При этом он считает, «что песни древнееврейские делятся по куплетам; что объем куплетов приблизительно выдерживается в одной и той же песне один и тот же с меньшею свободою сокращения и расширения…; куплеты алфавитных псалмов даже слишком строго выравниваются; объем строф в различных песнях бывает различен и простирается в поэтических отрывках от двух до осьми стихов включительно, а в полупоэтических до двенадцати и более». А характеризуя «дидактический метр» Притчей и Книги Иова, Олесницкий называет его «одним из видов полного поэтического метра», добавляя: «Это строго равномерный, правильный, спокойный метр»285.

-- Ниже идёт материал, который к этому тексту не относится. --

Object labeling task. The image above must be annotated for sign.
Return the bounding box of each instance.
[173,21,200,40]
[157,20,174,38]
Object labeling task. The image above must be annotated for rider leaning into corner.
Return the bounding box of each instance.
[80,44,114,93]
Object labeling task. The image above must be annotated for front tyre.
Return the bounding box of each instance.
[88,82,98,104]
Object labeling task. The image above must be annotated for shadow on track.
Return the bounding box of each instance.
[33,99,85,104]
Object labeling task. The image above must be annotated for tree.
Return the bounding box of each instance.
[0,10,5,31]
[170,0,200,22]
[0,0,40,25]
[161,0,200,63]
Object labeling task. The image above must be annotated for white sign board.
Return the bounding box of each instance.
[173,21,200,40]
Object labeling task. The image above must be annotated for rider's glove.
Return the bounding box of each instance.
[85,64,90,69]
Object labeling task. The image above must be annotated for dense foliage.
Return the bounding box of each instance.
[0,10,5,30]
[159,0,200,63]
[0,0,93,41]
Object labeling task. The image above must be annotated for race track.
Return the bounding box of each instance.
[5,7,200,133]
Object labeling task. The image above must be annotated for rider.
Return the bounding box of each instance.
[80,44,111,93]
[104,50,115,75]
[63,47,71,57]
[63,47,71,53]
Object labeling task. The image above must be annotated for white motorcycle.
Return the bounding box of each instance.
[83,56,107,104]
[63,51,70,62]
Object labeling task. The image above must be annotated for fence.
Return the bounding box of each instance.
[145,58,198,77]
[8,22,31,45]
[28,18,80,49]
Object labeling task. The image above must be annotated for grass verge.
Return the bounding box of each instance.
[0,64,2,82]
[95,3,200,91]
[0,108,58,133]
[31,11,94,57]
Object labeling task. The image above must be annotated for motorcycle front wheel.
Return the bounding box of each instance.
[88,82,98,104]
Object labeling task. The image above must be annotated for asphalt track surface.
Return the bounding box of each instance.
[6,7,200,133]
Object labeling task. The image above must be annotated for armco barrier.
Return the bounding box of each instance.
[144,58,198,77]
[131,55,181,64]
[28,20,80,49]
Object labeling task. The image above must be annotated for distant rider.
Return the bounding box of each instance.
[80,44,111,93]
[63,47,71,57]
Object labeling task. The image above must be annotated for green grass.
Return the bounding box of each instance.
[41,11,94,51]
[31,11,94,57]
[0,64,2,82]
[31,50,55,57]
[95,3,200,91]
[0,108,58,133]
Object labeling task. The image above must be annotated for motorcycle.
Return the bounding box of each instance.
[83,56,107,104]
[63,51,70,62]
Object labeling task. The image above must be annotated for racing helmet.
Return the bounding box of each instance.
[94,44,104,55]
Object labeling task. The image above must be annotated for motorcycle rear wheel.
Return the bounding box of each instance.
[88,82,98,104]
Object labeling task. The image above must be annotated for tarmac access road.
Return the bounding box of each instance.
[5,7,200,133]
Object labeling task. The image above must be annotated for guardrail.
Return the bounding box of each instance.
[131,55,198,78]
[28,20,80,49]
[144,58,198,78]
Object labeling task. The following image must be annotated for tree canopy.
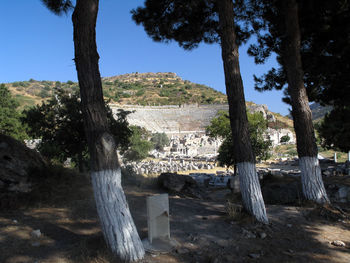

Принципиальная вариативность версе (в отличие от традиционного стиха) позволяет использовать контраст длины строк, выделять ритмически ключевые фрагменты – см., напр., фрагмент из «Бытия»:

1Змей был хитрее всех зверей полевых, которых создал Господь Бог. И сказал змей жене: подлинно ли сказал Бог: не ешьте ни от какого дерева в раю?

2И сказала жена змею: плоды с дерев мы можем есть,

3только плодов дерева, которое среди рая, сказал Бог, не ешьте их и не прикасайтесь к ним, чтобы вам не умереть.

4И сказал змей жене: нет, не умрете,

5но знает Бог, что в день, в который вы вкусите их, откроются глаза ваши, и вы будете, как боги, знающие добро и зло.

6И увидела жена, что дерево хорошо для пищи, и что оно приятно для глаз и вожделенно, потому что дает знание; и взяла плодов его и ела; и дала также мужу своему, и он ел.

7И открылись глаза у них обоих, и узнали они, что наги, и сшили смоковные листья, и сделали себе опоясания.

Ср. еще более упорядоченный (то есть близкий к стиху) фрагмент из Нового Завета:

1Увидев народ, Он взошел на гору; и, когда сел, приступили к Нему ученики Его.

2И Он, отверзши уста Свои, учил их, говоря:

3Блаженны нищие духом, ибо их есть Царство Небесное.

4Блаженны плачущие, ибо они утешатся.

5Блаженны кроткие, ибо они наследуют землю.

6Блаженны алчущие и жаждущие правды, ибо они насытятся.

7Блаженны милостивые, ибо они помилованы будут.

8Блаженны чистые сердцем, ибо они Бога узрят.

9Блаженны миротворцы, ибо они будут наречены сынами Божиими.

10Блаженны изгнанные за правду, ибо их есть Царство Небесное.

11Блаженны вы, когда будут поносить вас и гнать и всячески неправедно злословить за Меня.

12Радуйтесь и веселитесь, ибо велика ваша награда на небесах: так гнали и пророков, бывших прежде вас286.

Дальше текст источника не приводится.